#### Student Name:
#### Student ID:

# Assignment 7

### Mozart Dice Game RNN

Instructions: 

* This notebook is an interactive assignment; please read and follow the instructions in each cell. 

* Cells that require your input (in the form of code or written response) will have 'Question #' above.

* After completing the assignment, please submit this notebook and a copy as a PDF.



In [1]:
import numpy as np
import matplotlib.pyplot as plt
%matplotlib inline
%config InlineBackend.figure_formats = ['svg']
from scipy.io import wavfile
from numpy.linalg import svd
from scipy.stats.mstats import gmean
from matplotlib import rcParams
import scipy
import os
import sys
import glob
import pickle
from music21 import converter, instrument, note, chord, stream
import keras
from keras.models import Sequential
from keras.layers import Dense, Dropout, LSTM, ReLU, Activation, Lambda, Softmax
from keras.layers import BatchNormalization as BatchNorm
from keras.utils import np_utils
from keras.callbacks import ModelCheckpoint, ProgbarLogger
import tensorflow.compat.v1 as tf
tf.disable_eager_execution()
tf.disable_v2_behavior()

2022-07-18 22:07:22.417606: I tensorflow/core/util/util.cc:169] oneDNN custom operations are on. You may see slightly different numerical results due to floating-point round-off errors from different computation orders. To turn them off, set the environment variable `TF_ENABLE_ONEDNN_OPTS=0`.

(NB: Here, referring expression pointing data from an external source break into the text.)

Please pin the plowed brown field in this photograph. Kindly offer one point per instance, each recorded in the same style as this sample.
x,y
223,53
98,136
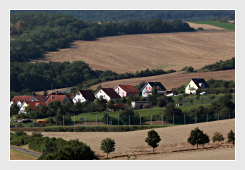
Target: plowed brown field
x,y
129,53
172,146
172,80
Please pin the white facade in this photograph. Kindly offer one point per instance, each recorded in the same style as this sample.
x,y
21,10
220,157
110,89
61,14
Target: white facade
x,y
22,108
18,103
102,94
78,98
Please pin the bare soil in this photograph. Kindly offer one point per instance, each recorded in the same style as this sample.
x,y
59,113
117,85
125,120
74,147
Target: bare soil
x,y
131,53
205,26
172,80
173,145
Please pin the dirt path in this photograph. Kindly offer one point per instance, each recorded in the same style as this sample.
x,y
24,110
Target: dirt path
x,y
25,151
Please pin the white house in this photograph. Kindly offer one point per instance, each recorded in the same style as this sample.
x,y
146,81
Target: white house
x,y
195,84
33,105
126,90
147,89
83,95
20,99
107,94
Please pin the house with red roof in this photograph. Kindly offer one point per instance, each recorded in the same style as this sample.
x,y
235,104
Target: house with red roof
x,y
107,94
33,105
83,95
57,97
20,99
126,90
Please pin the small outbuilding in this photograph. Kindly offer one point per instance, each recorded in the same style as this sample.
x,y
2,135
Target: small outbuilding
x,y
140,104
195,84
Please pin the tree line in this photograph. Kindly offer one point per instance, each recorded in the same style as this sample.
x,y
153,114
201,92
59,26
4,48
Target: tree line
x,y
123,15
34,33
28,77
60,149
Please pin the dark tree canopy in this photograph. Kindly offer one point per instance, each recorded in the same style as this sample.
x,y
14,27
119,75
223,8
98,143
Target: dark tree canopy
x,y
197,137
153,139
107,146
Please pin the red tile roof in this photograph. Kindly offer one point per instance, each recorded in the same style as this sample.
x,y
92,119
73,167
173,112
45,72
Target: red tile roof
x,y
40,97
87,94
129,89
34,104
21,98
111,93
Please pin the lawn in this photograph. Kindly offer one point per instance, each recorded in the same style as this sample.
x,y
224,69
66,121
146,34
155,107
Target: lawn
x,y
217,24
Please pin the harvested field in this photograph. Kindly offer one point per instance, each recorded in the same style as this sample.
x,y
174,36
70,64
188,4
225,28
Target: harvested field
x,y
169,81
173,145
172,80
130,53
205,26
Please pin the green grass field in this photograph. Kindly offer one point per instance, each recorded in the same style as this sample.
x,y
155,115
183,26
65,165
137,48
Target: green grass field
x,y
228,26
155,113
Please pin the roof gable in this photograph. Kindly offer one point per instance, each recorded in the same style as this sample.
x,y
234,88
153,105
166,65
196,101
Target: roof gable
x,y
87,94
129,89
59,98
159,86
22,98
200,80
34,104
111,93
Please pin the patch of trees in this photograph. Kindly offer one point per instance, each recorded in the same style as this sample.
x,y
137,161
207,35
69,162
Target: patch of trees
x,y
34,33
29,77
216,87
223,108
123,15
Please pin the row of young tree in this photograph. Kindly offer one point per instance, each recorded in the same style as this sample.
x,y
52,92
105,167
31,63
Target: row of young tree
x,y
34,33
59,149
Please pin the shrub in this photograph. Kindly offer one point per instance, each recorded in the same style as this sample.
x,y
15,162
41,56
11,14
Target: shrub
x,y
153,139
107,146
197,137
218,137
231,137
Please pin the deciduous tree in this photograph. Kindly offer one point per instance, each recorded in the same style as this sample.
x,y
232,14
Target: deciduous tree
x,y
197,137
107,146
218,137
153,139
231,137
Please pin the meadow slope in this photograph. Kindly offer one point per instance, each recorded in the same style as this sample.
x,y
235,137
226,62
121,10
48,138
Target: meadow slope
x,y
129,53
174,139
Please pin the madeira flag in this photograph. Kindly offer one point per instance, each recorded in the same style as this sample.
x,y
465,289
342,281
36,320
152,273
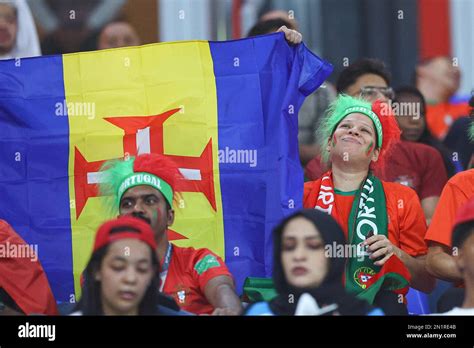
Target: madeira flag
x,y
225,112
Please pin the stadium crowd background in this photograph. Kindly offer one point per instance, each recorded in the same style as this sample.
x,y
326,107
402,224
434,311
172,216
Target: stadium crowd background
x,y
420,51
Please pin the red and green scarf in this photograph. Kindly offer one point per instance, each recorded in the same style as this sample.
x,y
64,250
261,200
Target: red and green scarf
x,y
368,217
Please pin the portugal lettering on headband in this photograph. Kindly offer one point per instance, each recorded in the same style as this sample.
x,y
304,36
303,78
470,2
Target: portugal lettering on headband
x,y
137,179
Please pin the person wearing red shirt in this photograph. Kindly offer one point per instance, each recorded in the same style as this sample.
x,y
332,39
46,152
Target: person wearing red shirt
x,y
440,262
383,217
197,279
415,165
438,79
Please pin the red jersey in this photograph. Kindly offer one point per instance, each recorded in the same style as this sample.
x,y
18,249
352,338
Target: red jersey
x,y
415,165
188,274
406,222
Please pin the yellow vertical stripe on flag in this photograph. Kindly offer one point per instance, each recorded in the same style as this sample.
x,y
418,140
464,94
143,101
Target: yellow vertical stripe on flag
x,y
144,81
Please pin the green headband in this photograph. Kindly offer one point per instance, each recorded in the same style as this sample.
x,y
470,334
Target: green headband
x,y
369,113
137,179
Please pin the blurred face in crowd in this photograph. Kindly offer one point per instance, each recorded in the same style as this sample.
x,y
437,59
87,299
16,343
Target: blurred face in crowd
x,y
354,140
118,34
465,258
125,274
411,125
8,28
370,87
442,72
303,258
149,204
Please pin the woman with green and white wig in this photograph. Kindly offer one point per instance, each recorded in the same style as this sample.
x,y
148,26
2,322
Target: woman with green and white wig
x,y
382,222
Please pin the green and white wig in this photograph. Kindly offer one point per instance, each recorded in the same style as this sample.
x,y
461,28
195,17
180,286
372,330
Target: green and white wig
x,y
385,124
157,171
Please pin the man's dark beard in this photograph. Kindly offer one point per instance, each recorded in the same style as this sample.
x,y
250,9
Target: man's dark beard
x,y
142,216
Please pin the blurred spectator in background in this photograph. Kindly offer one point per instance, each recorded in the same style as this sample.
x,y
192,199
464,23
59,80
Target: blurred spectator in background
x,y
18,36
413,125
458,138
411,164
68,23
315,104
24,286
438,79
122,275
118,34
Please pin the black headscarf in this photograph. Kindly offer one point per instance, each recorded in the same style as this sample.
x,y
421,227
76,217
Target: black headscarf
x,y
331,290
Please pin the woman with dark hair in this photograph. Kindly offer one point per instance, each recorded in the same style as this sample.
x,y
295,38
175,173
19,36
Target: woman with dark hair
x,y
414,127
308,270
122,275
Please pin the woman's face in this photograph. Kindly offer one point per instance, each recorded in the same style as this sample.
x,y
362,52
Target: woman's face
x,y
125,274
354,140
411,124
304,262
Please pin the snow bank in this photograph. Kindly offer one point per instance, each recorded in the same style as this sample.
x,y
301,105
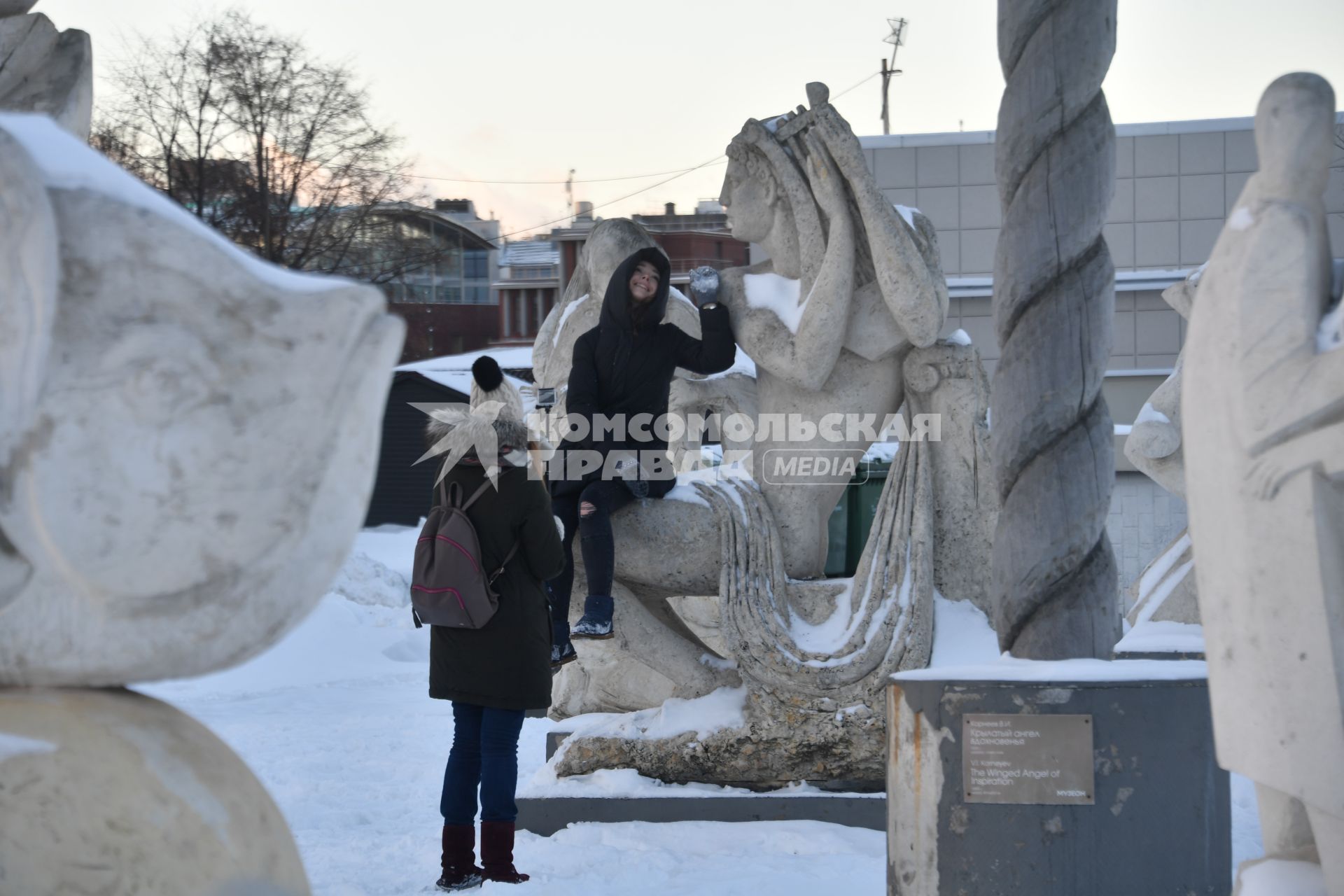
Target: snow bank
x,y
1278,878
961,634
353,750
14,746
1163,636
777,295
958,337
723,708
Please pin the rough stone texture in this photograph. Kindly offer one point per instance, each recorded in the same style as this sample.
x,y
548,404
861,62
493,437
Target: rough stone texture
x,y
1154,445
643,665
873,284
46,70
1265,440
784,741
198,450
1142,519
1166,589
1054,573
949,381
112,793
874,292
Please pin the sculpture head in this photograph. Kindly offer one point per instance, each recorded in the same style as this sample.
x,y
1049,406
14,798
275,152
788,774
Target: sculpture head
x,y
750,190
760,190
1294,131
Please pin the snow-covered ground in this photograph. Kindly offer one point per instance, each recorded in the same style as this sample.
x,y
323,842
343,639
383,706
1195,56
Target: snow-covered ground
x,y
336,722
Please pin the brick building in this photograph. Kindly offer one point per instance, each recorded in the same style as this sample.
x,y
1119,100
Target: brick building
x,y
527,284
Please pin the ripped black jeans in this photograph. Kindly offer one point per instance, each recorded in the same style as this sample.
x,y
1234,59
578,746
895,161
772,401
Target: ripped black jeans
x,y
606,498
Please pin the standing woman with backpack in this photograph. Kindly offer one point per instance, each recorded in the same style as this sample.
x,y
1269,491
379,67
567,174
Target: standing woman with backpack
x,y
622,367
495,671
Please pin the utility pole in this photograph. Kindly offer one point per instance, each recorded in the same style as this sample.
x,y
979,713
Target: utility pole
x,y
889,69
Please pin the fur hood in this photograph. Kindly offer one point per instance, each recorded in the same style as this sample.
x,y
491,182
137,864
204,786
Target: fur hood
x,y
492,424
457,438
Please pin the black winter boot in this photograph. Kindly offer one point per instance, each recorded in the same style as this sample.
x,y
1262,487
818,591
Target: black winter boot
x,y
498,852
460,871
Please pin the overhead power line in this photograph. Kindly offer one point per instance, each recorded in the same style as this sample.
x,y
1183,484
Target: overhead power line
x,y
482,181
612,202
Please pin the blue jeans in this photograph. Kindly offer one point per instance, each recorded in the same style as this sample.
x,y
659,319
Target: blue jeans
x,y
484,757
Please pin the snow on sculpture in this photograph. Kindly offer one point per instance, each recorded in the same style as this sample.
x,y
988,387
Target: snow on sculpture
x,y
1264,430
1054,573
1166,589
187,445
832,323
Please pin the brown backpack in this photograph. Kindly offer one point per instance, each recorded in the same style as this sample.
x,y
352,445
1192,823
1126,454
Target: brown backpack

Instructions for updating:
non-resource variables are not supported in the long term


# Generating Music with RNN

In the next section, you will practice using Keras to create a generative model based on the music of your & your classmates' Mozart Dice Game from Assignment 1. 

You will be constructing an RNN by filling in some missing lines of code & answering questions about Keras and model performance. 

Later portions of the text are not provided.